Skin samples or DNA template for genetic analyses will be obtained from the collections of governmental agencies, private organizations, and other academic institutions worldwide. The variation present in at least 10 introns will be examined using the polymerase chain reaction (PCR), single-stranded conformational polymorphisms (SSCP), and direct sequencing. The experimental design consists of two phases. In the first phase, the PCR amplification of approximately 80 different introns will be tested using published primers. Those introns that can be successfully amplified will be screened for variation using SSCP. Five to 10 individuals from distant regional populations (chosen to represent the entire geographic range) will be used for the screening. Those introns that appear to contain the most potentially informative variation will be carried into the next phase. In the second phase, at least 10 introns will be amplified in all samples and the PCR products resolved on an SSCP gel. SSCP also serves to purify alleles of heterozygotes for subsequent sequencing. All allele variants will be excised from the gel, reamplified, and sequenced using an automated system. The data will be analyzed using population genetic statistical methods and a phylogeographic approach.
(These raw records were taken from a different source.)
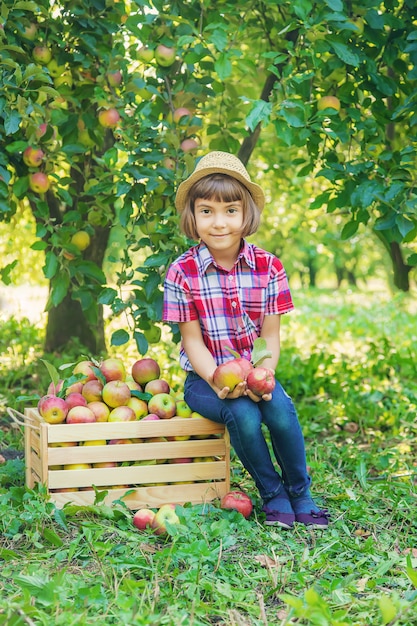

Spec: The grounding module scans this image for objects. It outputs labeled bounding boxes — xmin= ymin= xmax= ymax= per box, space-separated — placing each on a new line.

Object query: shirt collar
xmin=194 ymin=239 xmax=256 ymax=276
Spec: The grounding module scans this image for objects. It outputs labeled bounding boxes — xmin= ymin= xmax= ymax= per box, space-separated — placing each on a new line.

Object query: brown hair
xmin=180 ymin=174 xmax=261 ymax=240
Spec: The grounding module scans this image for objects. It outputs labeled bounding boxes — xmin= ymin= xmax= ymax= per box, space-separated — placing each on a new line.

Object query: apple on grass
xmin=221 ymin=491 xmax=253 ymax=519
xmin=66 ymin=406 xmax=96 ymax=424
xmin=246 ymin=367 xmax=276 ymax=396
xmin=133 ymin=508 xmax=155 ymax=530
xmin=148 ymin=393 xmax=177 ymax=419
xmin=152 ymin=504 xmax=180 ymax=535
xmin=132 ymin=357 xmax=161 ymax=387
xmin=101 ymin=380 xmax=132 ymax=409
xmin=38 ymin=394 xmax=69 ymax=424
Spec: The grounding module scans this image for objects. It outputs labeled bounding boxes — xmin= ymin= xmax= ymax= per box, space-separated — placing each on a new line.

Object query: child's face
xmin=194 ymin=198 xmax=244 ymax=257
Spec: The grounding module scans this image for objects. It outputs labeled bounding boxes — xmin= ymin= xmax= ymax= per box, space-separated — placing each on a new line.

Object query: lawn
xmin=0 ymin=291 xmax=417 ymax=626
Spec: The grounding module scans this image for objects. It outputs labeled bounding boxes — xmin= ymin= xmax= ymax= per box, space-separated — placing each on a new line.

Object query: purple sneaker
xmin=295 ymin=509 xmax=329 ymax=529
xmin=262 ymin=506 xmax=295 ymax=530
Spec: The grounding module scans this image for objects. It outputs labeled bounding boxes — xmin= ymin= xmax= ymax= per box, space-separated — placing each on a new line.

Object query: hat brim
xmin=175 ymin=167 xmax=265 ymax=213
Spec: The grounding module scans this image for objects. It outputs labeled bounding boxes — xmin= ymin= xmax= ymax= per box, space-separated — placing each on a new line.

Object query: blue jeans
xmin=184 ymin=372 xmax=311 ymax=503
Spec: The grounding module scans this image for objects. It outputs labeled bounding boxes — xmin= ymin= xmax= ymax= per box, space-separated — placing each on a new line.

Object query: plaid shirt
xmin=163 ymin=240 xmax=294 ymax=371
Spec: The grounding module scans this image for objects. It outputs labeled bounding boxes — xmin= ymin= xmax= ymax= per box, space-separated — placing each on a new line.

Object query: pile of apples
xmin=38 ymin=357 xmax=193 ymax=424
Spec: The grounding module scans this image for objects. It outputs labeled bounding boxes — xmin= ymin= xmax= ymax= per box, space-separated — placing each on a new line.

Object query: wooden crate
xmin=24 ymin=408 xmax=230 ymax=509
F-statistics will be calculated for each locus and for all loci combined. DNA sequence data will be analyzed phylogenetically using parsimony and maximum likelihood algorithms. The resulting gene trees will be compared to the biogeography of the species to look for any associations that may indicate separate stocks and the evolutionary relationships among them. The usefulness of introns as markers for answering intraspecific and interspecific questions will be evaluated using the results from this study as well as results published by other researchers. Introns will be evaluated based on three criteria: level of variation, level of homoplasy, and accessibility for use on a broad range of taxa.
The exploration of the usefulness of nuclear introns may significantly contribute to the conservation of other species by providing information on additional nuclear markers for genetic research.